My first reaction was I liked the ominous nature of the Greek cover. No mistaking it, this is going to be brutal. But, the longer I looked at the two covers, the more sinister the the U.S. cover seemed. The beautiful, rich colors of the Canadian autumn juxtaposed with the title becomes unsettling. What brutal telling is hidden beneath those trees?

Something must be wrong with me because the book covers don’t do much for me. Not just these, but all book covers. But the characters are part of my family.
I can feel their pain, I can feel their joy, and they handle their individual situations with such elan.
And although I am married, I too could marry Gamache, or run away with him.He is a man’s man, but he has a feminine “nashuma”. A yiddish word for soul.
And the bistro; we lived in Paris for a year, long time ago, and there was a bistro similar with two guys who ran it, and the customers who were regulars, and became like family.
I can dream of the little hamlet when I have had a trying day, and want to escape electronic gadgets, and phony people.
Waiting for the new one to get to my library.

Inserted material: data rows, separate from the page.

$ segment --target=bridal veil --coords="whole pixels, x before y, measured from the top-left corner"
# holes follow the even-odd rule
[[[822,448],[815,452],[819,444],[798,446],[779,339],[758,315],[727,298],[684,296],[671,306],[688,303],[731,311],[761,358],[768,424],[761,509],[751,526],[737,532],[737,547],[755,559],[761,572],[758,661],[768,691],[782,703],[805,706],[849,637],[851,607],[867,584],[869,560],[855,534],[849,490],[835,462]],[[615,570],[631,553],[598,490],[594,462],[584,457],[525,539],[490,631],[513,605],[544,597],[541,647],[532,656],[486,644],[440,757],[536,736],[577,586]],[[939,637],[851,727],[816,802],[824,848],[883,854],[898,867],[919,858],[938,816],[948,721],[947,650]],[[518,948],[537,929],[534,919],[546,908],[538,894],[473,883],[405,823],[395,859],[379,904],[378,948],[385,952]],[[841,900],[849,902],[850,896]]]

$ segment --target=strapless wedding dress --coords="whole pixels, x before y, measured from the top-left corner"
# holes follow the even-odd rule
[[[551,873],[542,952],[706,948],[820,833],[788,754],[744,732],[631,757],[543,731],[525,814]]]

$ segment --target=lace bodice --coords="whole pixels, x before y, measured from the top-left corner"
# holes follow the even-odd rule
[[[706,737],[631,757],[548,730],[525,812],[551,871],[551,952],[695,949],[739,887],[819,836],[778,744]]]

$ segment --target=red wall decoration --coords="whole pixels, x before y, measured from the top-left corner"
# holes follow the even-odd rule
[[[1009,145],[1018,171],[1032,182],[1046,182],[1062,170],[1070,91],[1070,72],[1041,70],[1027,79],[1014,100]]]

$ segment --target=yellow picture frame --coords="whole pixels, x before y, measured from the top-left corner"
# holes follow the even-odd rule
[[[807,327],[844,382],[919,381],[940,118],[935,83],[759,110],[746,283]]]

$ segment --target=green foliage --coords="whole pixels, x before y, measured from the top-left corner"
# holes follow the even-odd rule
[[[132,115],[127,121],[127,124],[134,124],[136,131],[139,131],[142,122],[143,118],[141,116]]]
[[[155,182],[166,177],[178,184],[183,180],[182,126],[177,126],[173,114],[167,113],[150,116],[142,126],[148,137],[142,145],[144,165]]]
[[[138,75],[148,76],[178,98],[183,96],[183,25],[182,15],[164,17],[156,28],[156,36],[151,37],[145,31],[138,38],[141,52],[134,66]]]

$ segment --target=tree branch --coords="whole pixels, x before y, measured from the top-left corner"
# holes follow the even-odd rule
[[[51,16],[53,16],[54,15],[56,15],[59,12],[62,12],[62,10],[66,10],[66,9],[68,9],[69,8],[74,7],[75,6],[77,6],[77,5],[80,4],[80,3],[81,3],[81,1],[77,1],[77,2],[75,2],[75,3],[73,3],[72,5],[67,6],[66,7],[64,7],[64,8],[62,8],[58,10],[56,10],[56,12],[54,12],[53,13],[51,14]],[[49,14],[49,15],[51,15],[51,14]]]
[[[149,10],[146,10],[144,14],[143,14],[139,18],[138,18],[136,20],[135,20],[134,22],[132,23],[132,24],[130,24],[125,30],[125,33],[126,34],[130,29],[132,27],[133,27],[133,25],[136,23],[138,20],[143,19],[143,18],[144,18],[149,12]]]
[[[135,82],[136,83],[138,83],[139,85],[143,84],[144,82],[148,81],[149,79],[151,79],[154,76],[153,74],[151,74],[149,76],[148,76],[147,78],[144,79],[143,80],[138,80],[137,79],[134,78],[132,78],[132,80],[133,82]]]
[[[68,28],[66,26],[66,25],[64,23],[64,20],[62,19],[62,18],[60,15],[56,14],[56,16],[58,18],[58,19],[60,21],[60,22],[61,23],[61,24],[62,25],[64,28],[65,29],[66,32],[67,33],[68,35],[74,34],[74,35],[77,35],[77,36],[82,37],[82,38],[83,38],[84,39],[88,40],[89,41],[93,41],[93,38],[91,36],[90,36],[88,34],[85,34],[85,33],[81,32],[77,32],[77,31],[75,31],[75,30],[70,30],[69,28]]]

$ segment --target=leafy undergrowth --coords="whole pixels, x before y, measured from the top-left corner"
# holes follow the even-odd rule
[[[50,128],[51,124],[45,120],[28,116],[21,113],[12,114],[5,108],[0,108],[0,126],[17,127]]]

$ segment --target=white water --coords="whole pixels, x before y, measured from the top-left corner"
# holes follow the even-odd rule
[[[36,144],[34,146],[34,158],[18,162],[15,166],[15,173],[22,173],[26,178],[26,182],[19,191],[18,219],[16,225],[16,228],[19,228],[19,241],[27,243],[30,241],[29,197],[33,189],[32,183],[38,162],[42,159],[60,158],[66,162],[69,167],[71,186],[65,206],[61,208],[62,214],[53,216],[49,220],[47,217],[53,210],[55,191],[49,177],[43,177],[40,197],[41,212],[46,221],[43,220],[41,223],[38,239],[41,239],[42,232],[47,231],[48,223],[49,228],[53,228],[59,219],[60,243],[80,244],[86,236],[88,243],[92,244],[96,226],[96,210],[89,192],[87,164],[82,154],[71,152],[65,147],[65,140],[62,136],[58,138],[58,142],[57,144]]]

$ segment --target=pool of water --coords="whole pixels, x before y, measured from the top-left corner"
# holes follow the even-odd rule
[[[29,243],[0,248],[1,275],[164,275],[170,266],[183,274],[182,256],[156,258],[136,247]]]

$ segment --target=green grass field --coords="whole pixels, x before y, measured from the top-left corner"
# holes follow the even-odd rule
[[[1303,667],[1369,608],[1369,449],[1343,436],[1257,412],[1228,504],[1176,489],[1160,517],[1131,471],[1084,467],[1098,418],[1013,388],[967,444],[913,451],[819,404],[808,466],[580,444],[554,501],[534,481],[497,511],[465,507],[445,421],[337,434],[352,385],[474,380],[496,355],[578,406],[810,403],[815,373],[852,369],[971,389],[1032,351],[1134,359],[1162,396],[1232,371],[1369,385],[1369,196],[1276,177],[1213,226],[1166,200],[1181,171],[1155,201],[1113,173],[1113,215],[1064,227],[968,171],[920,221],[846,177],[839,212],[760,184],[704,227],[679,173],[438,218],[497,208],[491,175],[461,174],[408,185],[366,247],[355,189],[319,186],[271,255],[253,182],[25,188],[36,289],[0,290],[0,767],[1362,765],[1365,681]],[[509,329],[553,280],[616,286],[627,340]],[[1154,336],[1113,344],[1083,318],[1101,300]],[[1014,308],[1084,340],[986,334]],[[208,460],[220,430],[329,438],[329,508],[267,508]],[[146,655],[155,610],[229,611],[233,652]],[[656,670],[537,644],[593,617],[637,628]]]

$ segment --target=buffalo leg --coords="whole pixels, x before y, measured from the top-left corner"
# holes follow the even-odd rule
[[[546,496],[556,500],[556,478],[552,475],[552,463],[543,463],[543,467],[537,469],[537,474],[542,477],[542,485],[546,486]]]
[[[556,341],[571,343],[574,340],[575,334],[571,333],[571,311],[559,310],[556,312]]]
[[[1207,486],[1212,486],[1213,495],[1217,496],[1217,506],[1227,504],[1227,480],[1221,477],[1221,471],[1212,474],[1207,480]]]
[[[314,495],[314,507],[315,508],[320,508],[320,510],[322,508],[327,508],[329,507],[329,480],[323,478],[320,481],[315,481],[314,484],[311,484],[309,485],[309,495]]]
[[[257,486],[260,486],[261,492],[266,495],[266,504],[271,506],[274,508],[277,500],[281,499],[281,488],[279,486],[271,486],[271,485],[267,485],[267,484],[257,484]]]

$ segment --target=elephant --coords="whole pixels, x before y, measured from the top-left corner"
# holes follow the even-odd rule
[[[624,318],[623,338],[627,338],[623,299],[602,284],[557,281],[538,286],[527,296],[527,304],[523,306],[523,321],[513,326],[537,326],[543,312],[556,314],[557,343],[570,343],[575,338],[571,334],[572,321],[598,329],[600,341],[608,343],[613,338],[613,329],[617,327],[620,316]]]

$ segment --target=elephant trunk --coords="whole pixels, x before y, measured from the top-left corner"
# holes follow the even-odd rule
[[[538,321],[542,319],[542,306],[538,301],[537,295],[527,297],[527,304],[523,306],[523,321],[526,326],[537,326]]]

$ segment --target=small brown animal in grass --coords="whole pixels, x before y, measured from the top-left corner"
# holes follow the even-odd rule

I had forgotten about this book and after reading the synopsis, I must say it is one of my favorites for a couple of reasons. While all the books delve deeply into the characters, there always seems to be a strong camaraderie among them and they all “love” each other. There are exceptions of course – what happens with Clara and Peter; but this is different – Olivier’s lies, stealing and deceitfulness touches all of them so deeply, forgiveness becomes something they all have to work at. Gamache, who I would marry in a heartbeat, hates what he has to do, but knows he must do so. His compassion for this town and it’s people shines through. I agree with Judith about the cover – that scene – or the fall foliage with the hermit’s cabin sticking out somewhere. The Greek cover really doesn’t say anything about the story.

I like the Canadian cover. I’m rereading this one also. Love Penney’s writings. I was late to the game, so I was able to read the series without stopping. I like her characters. If they were real people, I’d love to live in 3 pines. My word to our favorite writer: WRITE FASTER!!!!!

I prefer the Canadian cover also.
I love all the book in the series, I love every characters, they have become family members. Louise Penny is such a powerful writer and all the details, smells scenes, I feel part of the village. With the pandemic and health issues I really appreciate even more your books I can escape in them so thank you very much. Merci beaucoup!

I like the Canadian American one too. So fun to think about these. They are like a sound track. You need them but you may not really notice them!

I don’t think either cover is very evocative of the story. If I were the designer I’d see if I could get the rights to a work by Emily Carr and incorporate it into the cover art.

So fascinating to see the differences in cover images!
Again this time, I prefer the Canadian/American cover – and it happens that I have just started reading The Brutal Telling for the 4th time.

It is one of my favorites of the whole series – mostly because of the story within the story, which is so powerfully written, and is what I might try to portray were I to design the cover. I’d stick with the fall colors, but perhaps have an open book in one corner with blank pages except for a hand-drawn, small figurine of “the boy” – with no words at all.

The Brutal Telling is one of Penny’s most powerful novels. A cover using the carving of the boat with the young man looking over his shoulder in horror would be perfect. It is the image that stays with me, year after year.